Transit riders are feeling the pinch of the recent MTA fare hike and are looking for someone to blame. Some are pointing their fingers at MTA executives for their $250,000+ salaries; others are blaming transit workers, who earn an honest living of around $60,000 a year. Riders' anxiety is understandable, as fare hikes cost $200 every year and there's no end in sight.
Since the recession hit, the MTA raised the fares four times. The first was in 2008 to match the rate of inflation with a 3.9 percent hike. The MTA has been taking out loans for years to pay for expansion projects and other capital investments. But just like a credit card bill, debt eventually needs to be paid off. And in the MTA's case, their debt service has a balloon-type borrowing program that goes up every year. The big banks -- you know, the folks who caused the recession -- got bailed out by the Federal Government with 0 percent interest loans.

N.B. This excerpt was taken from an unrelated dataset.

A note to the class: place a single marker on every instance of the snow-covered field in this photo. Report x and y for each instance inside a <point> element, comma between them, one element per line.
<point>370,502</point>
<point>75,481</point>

But the MTA is busting its budget to pay off their debt, which is about 17 percent of its general operating expenses, with interest rates at about 4.5 percent. As the MTA's debt continues to increase, so do the fares, with the last two hikes coming in at three times the rate of inflation. If the big banks can get zero interest loans from the Federal Government, can't the publicly subsidized MTA get a better deal?
All across the country, cities and transit authorities are suing big banks because of their manipulation of LIBOR, or the London interbank rate, which has been the standard for determining lending rates for millions of loans. The MTA could do the same, renegotiate a better interest rate, and stop allocating so much of its budget every year to paying off their debt.
Meanwhile, transit advocates are calling on the state and city to fork up more money for public transit, as they've been systematically defunding the MTA since the mid-1990s. Despite recent fare hikes, Governor Andrew Cuomo's 2013 budget diverted $20 million from the MTA, and New York City is allocating just $160 million per year towards the MTA's budget--which is less than Mayor Koch allocated in the late '80s. A fair investment from both the city and state would significantly lessen the rider's burden of rising transit costs.
Finally, the Transportation Infrastructure Bond Act, which would repair existing road and bridge infrastructure and invest $770 million in the MTA's five-year capital plan, has been introduced in the New York State Assembly. Not only could the bill create good jobs, but it would be a boost to the economy.
None of these solutions are going to be easy wins, and none of them are going to be complete fixes. But we can't scapegoat the honest salaries and earned benefits of hardworking people. And we can't let the right-wing use these recent fare hikes as an opportunity to privatize public transit, which will just lead to more fare hikes and service cuts. Instead, let's focus our energy on advocating for an affordable and equitable mass transit system, because if we want to prevent fare hikes in 2015, we need to start now.